British Nationalist vs British Asian Muslim race riot

The Dewsbury riot of 1989 was a minor clash between activists of the British National Party (BNP) and local Muslim youths of Pakistani and Indian origin. The police used riot gear in controlling the events.

==Background==
Dewsbury is a mill town in Yorkshire, England. After World War II, it attracted large numbers of immigrants from Pakistan and the Gujarat area of West India. In 1982, the Markazi mosque was built in the Savile Town area to serve the town's Islamic community. The number of Muslims in Dewsbury, especially Savile Town and Ravensthorpe, grew steadily as it gained a reputation as an Islam-friendly community in Britain.

==Riot==
Over a period of months in early 1989, an increasing number of white parents in the Savile Town area withdrew their children from the local school, which had become 80% Asian. In June, the BNP organised a rally to support these parents, whose behaviour was both controversial in the media and illegal under English and Welsh law. Tim Hepple, a BNP member with a history of violence, who was later revealed as an undercover agent, is said to have organised the rally.

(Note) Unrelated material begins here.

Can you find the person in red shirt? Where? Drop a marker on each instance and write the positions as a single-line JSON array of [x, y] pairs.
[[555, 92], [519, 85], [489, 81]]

The rally, in the centre of Dewsbury, was met with a small group of counterdemonstrators from Kirklees Black Workers' Association, but later, a group of around 800 Muslims gathered after rumours that the BNP were planning to burn the Qur'an in public. Heavy-handed policing forced the group of Muslims back to Savile Town, which led to fighting and the burning of the Scarborough pub in the area. Many Asian market holders in the centre of Dewsbury reported that they were abused by BNP activists since the police were diverted to Savile Town.

Fifty-eight people were arrested, most of whom were Muslim. Prison sentences ranged from three months to three years. Two police officers were injured.

==Legacy==
The segregation of schools in Dewsbury and the claims by some white parents that they had a "right" to withdraw their children from school have been studied very widely by educationalists. In 1990, there were some similar cases of white parents' withdrawing their children from schools in nearby Wakefield, which has a much smaller Asian community; these cases are often covered by the same studies as the Dewsbury withdrawals.

A report by the Equality and Human Rights Commission in October 2017 mentioned how Dewsbury had become a town divided by religion. Quoting figures from the 2011 Census, the report estimated Dewsbury as a whole as 44% Muslim and Savile Town in particular as 93% Muslim.

There have been two further minor riots in Dewsbury: one between Kurds and Pakistanis in 2007, and one between Hungarians and Pakistanis in February 2008.